Because of a leaky roof in its converted Medford warehouse, the 3-year-old Randall Theater will hold its first two or three productions of 2013 at North Medford High School, with hopes to be back at Front and Third streets by early summer.
Repairing a leaky roof is something you can't put off, as water soon gets into insulation and timbers, making repairs more serious — and that is what's happened, said Randall's managing artistic director Robin Downward.
He said the company and the building's owner are joining forces to welcome donations for tax writeoffs or in exchange for naming rights to parts of the space.
"We had a few leaks last summer and it could have been fixed with a plastic cover. Rain was getting in the green room behind the stage. We stapled tarps to the ceiling so patrons could see 'Scrooge, a Magical Musical' during the rains after Thanksgiving," Downward said. "One man had to put a towel on his head. We tried to refund his ticket and he refused, saying he had a great time."
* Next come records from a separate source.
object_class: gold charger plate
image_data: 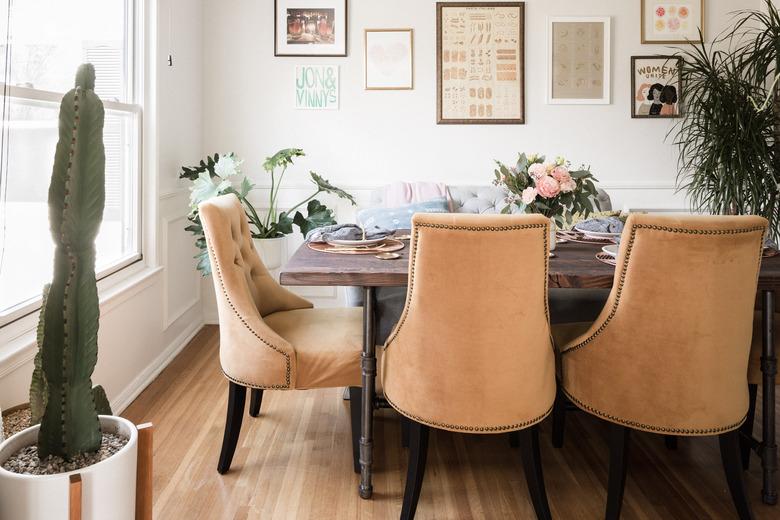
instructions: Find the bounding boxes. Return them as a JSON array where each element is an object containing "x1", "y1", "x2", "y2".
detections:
[{"x1": 307, "y1": 239, "x2": 406, "y2": 255}]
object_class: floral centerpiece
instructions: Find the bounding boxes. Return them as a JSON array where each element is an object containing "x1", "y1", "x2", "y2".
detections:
[{"x1": 493, "y1": 153, "x2": 600, "y2": 227}]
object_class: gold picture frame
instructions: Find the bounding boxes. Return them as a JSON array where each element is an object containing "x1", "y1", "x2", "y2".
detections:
[{"x1": 363, "y1": 28, "x2": 414, "y2": 90}]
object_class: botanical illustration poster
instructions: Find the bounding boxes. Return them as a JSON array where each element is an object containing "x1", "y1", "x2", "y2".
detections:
[
  {"x1": 631, "y1": 56, "x2": 682, "y2": 118},
  {"x1": 549, "y1": 19, "x2": 609, "y2": 103},
  {"x1": 437, "y1": 2, "x2": 525, "y2": 124},
  {"x1": 295, "y1": 65, "x2": 339, "y2": 110},
  {"x1": 642, "y1": 0, "x2": 704, "y2": 43},
  {"x1": 274, "y1": 0, "x2": 347, "y2": 56},
  {"x1": 365, "y1": 29, "x2": 414, "y2": 90}
]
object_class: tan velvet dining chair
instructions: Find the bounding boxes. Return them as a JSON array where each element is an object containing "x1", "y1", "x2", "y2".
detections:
[
  {"x1": 199, "y1": 195, "x2": 363, "y2": 473},
  {"x1": 554, "y1": 215, "x2": 767, "y2": 519},
  {"x1": 380, "y1": 214, "x2": 555, "y2": 519}
]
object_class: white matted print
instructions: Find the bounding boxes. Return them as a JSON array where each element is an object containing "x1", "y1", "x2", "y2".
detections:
[
  {"x1": 365, "y1": 29, "x2": 414, "y2": 90},
  {"x1": 274, "y1": 0, "x2": 347, "y2": 57},
  {"x1": 295, "y1": 65, "x2": 339, "y2": 110},
  {"x1": 547, "y1": 17, "x2": 610, "y2": 105},
  {"x1": 642, "y1": 0, "x2": 704, "y2": 43}
]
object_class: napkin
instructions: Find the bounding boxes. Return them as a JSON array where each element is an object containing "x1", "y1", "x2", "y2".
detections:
[
  {"x1": 306, "y1": 224, "x2": 394, "y2": 242},
  {"x1": 577, "y1": 217, "x2": 624, "y2": 233}
]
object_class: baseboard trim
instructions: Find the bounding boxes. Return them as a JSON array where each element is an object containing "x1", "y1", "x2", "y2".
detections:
[{"x1": 111, "y1": 321, "x2": 205, "y2": 415}]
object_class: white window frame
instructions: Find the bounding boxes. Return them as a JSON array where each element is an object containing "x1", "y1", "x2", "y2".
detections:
[{"x1": 0, "y1": 0, "x2": 144, "y2": 329}]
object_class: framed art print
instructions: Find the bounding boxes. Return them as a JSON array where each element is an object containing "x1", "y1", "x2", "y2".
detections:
[
  {"x1": 274, "y1": 0, "x2": 347, "y2": 57},
  {"x1": 642, "y1": 0, "x2": 705, "y2": 44},
  {"x1": 631, "y1": 56, "x2": 683, "y2": 119},
  {"x1": 365, "y1": 29, "x2": 414, "y2": 90},
  {"x1": 547, "y1": 17, "x2": 610, "y2": 105},
  {"x1": 436, "y1": 2, "x2": 525, "y2": 124}
]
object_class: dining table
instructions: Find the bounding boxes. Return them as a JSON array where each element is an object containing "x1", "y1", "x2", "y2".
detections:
[{"x1": 279, "y1": 235, "x2": 780, "y2": 505}]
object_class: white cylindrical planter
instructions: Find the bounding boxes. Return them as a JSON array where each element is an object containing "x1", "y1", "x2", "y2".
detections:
[
  {"x1": 0, "y1": 415, "x2": 138, "y2": 520},
  {"x1": 252, "y1": 236, "x2": 287, "y2": 271}
]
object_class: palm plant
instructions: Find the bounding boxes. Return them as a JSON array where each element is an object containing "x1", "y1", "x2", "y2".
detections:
[{"x1": 672, "y1": 2, "x2": 780, "y2": 239}]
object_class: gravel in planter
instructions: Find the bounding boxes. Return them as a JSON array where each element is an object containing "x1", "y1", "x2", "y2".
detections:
[{"x1": 3, "y1": 433, "x2": 129, "y2": 475}]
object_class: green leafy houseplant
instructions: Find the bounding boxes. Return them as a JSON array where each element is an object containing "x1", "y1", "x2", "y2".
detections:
[
  {"x1": 179, "y1": 148, "x2": 356, "y2": 276},
  {"x1": 671, "y1": 2, "x2": 780, "y2": 240},
  {"x1": 30, "y1": 64, "x2": 111, "y2": 460}
]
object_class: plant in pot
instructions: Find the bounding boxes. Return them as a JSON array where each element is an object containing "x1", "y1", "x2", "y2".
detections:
[
  {"x1": 0, "y1": 64, "x2": 137, "y2": 520},
  {"x1": 670, "y1": 2, "x2": 780, "y2": 241},
  {"x1": 493, "y1": 153, "x2": 599, "y2": 250},
  {"x1": 179, "y1": 148, "x2": 356, "y2": 276}
]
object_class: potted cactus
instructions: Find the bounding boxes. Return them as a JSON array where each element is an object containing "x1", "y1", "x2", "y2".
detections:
[{"x1": 0, "y1": 64, "x2": 138, "y2": 520}]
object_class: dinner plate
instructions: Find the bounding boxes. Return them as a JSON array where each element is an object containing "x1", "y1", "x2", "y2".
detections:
[
  {"x1": 327, "y1": 237, "x2": 388, "y2": 247},
  {"x1": 601, "y1": 244, "x2": 620, "y2": 257},
  {"x1": 574, "y1": 225, "x2": 622, "y2": 239}
]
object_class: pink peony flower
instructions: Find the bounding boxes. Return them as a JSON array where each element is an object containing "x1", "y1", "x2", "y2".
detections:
[
  {"x1": 536, "y1": 175, "x2": 561, "y2": 199},
  {"x1": 528, "y1": 163, "x2": 547, "y2": 179},
  {"x1": 523, "y1": 186, "x2": 537, "y2": 205}
]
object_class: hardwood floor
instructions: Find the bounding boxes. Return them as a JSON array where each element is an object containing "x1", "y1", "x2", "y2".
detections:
[{"x1": 123, "y1": 327, "x2": 780, "y2": 520}]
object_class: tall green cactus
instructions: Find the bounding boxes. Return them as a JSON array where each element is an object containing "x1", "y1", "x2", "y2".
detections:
[{"x1": 32, "y1": 64, "x2": 106, "y2": 459}]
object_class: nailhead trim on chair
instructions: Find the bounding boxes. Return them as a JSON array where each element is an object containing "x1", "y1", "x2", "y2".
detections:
[
  {"x1": 562, "y1": 388, "x2": 747, "y2": 435},
  {"x1": 385, "y1": 393, "x2": 553, "y2": 433},
  {"x1": 561, "y1": 224, "x2": 766, "y2": 356},
  {"x1": 206, "y1": 240, "x2": 291, "y2": 390}
]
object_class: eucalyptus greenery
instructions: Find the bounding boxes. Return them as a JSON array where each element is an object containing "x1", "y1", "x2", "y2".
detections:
[
  {"x1": 179, "y1": 148, "x2": 356, "y2": 276},
  {"x1": 671, "y1": 2, "x2": 780, "y2": 240}
]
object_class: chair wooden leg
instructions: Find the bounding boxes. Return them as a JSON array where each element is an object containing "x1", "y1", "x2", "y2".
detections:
[
  {"x1": 718, "y1": 430, "x2": 753, "y2": 520},
  {"x1": 605, "y1": 423, "x2": 631, "y2": 520},
  {"x1": 739, "y1": 385, "x2": 758, "y2": 471},
  {"x1": 401, "y1": 420, "x2": 430, "y2": 520},
  {"x1": 553, "y1": 388, "x2": 566, "y2": 448},
  {"x1": 217, "y1": 381, "x2": 246, "y2": 475},
  {"x1": 349, "y1": 386, "x2": 363, "y2": 473},
  {"x1": 401, "y1": 415, "x2": 409, "y2": 448},
  {"x1": 249, "y1": 388, "x2": 263, "y2": 417},
  {"x1": 516, "y1": 425, "x2": 552, "y2": 520}
]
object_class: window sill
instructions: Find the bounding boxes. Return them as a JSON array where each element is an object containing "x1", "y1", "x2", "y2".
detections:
[{"x1": 0, "y1": 262, "x2": 163, "y2": 378}]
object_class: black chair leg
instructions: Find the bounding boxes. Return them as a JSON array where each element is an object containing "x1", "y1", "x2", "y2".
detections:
[
  {"x1": 739, "y1": 385, "x2": 758, "y2": 471},
  {"x1": 516, "y1": 425, "x2": 552, "y2": 520},
  {"x1": 217, "y1": 381, "x2": 246, "y2": 475},
  {"x1": 249, "y1": 388, "x2": 263, "y2": 417},
  {"x1": 553, "y1": 387, "x2": 566, "y2": 448},
  {"x1": 605, "y1": 423, "x2": 631, "y2": 520},
  {"x1": 718, "y1": 430, "x2": 753, "y2": 520},
  {"x1": 349, "y1": 386, "x2": 363, "y2": 473},
  {"x1": 401, "y1": 420, "x2": 430, "y2": 520},
  {"x1": 401, "y1": 415, "x2": 410, "y2": 448}
]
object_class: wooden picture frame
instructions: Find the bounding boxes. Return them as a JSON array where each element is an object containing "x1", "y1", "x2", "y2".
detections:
[
  {"x1": 436, "y1": 2, "x2": 525, "y2": 125},
  {"x1": 547, "y1": 16, "x2": 612, "y2": 105},
  {"x1": 631, "y1": 55, "x2": 684, "y2": 119},
  {"x1": 640, "y1": 0, "x2": 706, "y2": 45},
  {"x1": 363, "y1": 29, "x2": 414, "y2": 90},
  {"x1": 274, "y1": 0, "x2": 349, "y2": 58}
]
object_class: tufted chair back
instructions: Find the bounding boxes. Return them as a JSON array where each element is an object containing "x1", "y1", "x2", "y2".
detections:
[
  {"x1": 562, "y1": 215, "x2": 767, "y2": 435},
  {"x1": 199, "y1": 195, "x2": 312, "y2": 388},
  {"x1": 381, "y1": 214, "x2": 555, "y2": 433}
]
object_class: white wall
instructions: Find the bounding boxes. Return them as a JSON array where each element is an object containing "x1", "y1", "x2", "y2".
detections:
[{"x1": 0, "y1": 0, "x2": 204, "y2": 412}]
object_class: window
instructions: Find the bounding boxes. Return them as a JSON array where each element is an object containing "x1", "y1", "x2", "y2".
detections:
[{"x1": 0, "y1": 0, "x2": 141, "y2": 326}]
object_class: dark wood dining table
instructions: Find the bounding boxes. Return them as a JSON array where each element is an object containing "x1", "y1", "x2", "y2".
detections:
[{"x1": 280, "y1": 236, "x2": 780, "y2": 505}]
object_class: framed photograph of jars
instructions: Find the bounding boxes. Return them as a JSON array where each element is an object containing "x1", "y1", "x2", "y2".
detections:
[{"x1": 274, "y1": 0, "x2": 347, "y2": 57}]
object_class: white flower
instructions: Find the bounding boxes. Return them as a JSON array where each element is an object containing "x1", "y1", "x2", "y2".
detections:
[{"x1": 214, "y1": 153, "x2": 244, "y2": 179}]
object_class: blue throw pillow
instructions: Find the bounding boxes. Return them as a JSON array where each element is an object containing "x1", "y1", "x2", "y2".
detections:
[{"x1": 357, "y1": 197, "x2": 450, "y2": 230}]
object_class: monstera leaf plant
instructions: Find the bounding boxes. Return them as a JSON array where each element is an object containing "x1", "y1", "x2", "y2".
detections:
[{"x1": 179, "y1": 148, "x2": 356, "y2": 276}]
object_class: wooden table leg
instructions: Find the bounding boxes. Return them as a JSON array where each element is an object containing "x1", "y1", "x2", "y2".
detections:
[
  {"x1": 761, "y1": 291, "x2": 777, "y2": 505},
  {"x1": 135, "y1": 423, "x2": 154, "y2": 520},
  {"x1": 68, "y1": 473, "x2": 81, "y2": 520},
  {"x1": 359, "y1": 287, "x2": 376, "y2": 499}
]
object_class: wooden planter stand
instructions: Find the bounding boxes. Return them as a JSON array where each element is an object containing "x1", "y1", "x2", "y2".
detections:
[{"x1": 68, "y1": 423, "x2": 154, "y2": 520}]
Using the Black Box Theater at NMHS, Randall is partnering with theater teacher John Doty to stage "The Complete History of America (Abridged)" and "The Elephant Man" — and, if more time is needed for repairs, the Stephen Sondheim review, "An Evening on Broadway." The Black Box seats 75, compared with Randall's 57.
"After that, hopefully the weather will relent or the roof will be fixed," he said.
The theater put on 10 productions in 2012, running two weekends each — and this year, because of improved attendance, will put on 12 shows, running three weekends each.
It's important for Randall to return to the downtown, he adds, not just because it's the center of population, but because revitalization is coming together and "we want to be part of it." Downward said that as part of the "organic growth of the area, everyone helping one another," he's in talks with Palette Winery to combine theater with wine tastings and with Porters restaurant for dinner theater.
The theater is noted for being one of four in the nation, he says, that have a "pay what you want" policy, with a $1 minimum, usually netting around $10 a customer and charging $12 for reserved seating.
The average amount paid is around $10, though last summer, he had to draw the line on groups of 10 who tried to pay $1 for the group.
"It's a give-and-take program and some people try to take advantage, but they have to understand it takes money for the theater to continue," Randall said.
Next summer and fall, Downward plans to produce "The Great American Western," "Man of La Mancha," "Death of a Salesman" and "Black Friday," a lampoon of holiday shopping mania.